With data at a premium, especially for those that travel, we also wanted the ability to turn off certain areas of the constant updates and notifications. It's something none of the mobile operating systems do very well, and Microsoft is no exception. When abroad you might not want Facebook or Twitter, but you do want email.
Elsewhere there is Internet Sharing, something that is coming to the new handsets like the HTC Titan and HTC Radar, but isn't available for HTC's 2010 / early 2011 releases. HTC have promised it is coming, but if you are upgrading don't expect it from day one.
If we've sounded gushing, that’s because we are. Windows Phone 7 is a mobile operating system that offers something very different to Android and Apple's iOS, while still giving them a good run for their money. Everything bounces, swishes, swirls, and dances on the page making this a spritely, jovial, experience.
Windows Phone 7 versus Windows Phone 7 Mango: there is no contest. The operating system is light years ahead of what it was will be very much welcomed by all those that upgrade. It is a considerable jump forward in what it offers, more so than just another Android update, and on par with Apple's "hundreds" of new feature updates every year.
As for how it fares against Android and iOS 5, it proves that there are now three operating systems to look at and that BlackBerry's OS isn't really up to par. For BlackBerry users this offers virtually everything that BB OS 6 and BB OS 7 offers and better, including BBM and that security through Rights Protected emails.

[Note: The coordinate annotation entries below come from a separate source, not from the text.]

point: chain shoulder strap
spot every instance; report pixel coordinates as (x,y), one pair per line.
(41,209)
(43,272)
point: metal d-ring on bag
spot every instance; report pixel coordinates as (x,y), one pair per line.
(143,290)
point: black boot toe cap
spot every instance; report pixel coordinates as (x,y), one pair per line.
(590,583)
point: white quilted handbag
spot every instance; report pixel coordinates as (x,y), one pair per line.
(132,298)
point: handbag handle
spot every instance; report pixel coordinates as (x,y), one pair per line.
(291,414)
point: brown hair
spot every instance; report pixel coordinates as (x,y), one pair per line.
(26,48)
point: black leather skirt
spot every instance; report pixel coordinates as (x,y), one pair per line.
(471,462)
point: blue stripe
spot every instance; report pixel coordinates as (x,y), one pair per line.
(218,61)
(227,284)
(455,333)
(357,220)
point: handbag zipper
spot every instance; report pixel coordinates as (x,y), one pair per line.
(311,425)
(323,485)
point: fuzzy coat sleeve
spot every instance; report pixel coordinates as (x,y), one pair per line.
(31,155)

So should you swap from your iPhone or your Android device? Sadly there is no simple answer. Windows Phone 7 is the most social OS out there, taking Android, taking HTC Sense and taking iOS and creating an operating system that isn't about isolated apps, but about an integrated experience.
We love the social network integration. We've Facebooked more, we've seen friends pictures more, and that's without notifications or a slide down from the top menu bar that tells us what's happening in our lives. For Microsoft the whole homepage is that notifications drop down.
Ultimately for us the Achilles’ heel is Bing and it's search results excluding the feature sets like Local Scout, Bing Vision, and Bing Music. It is the only thing that has frustrated us.
One thing's for certain though. Android doesn't look as shiny and as for Apple, since our play, we certainly notice a lot more "Windows Phone 7 features" in the latest iOS 5 Beta builds.
Windows Phone 7 has a lot to offer and smartphone switchers should dare to be different.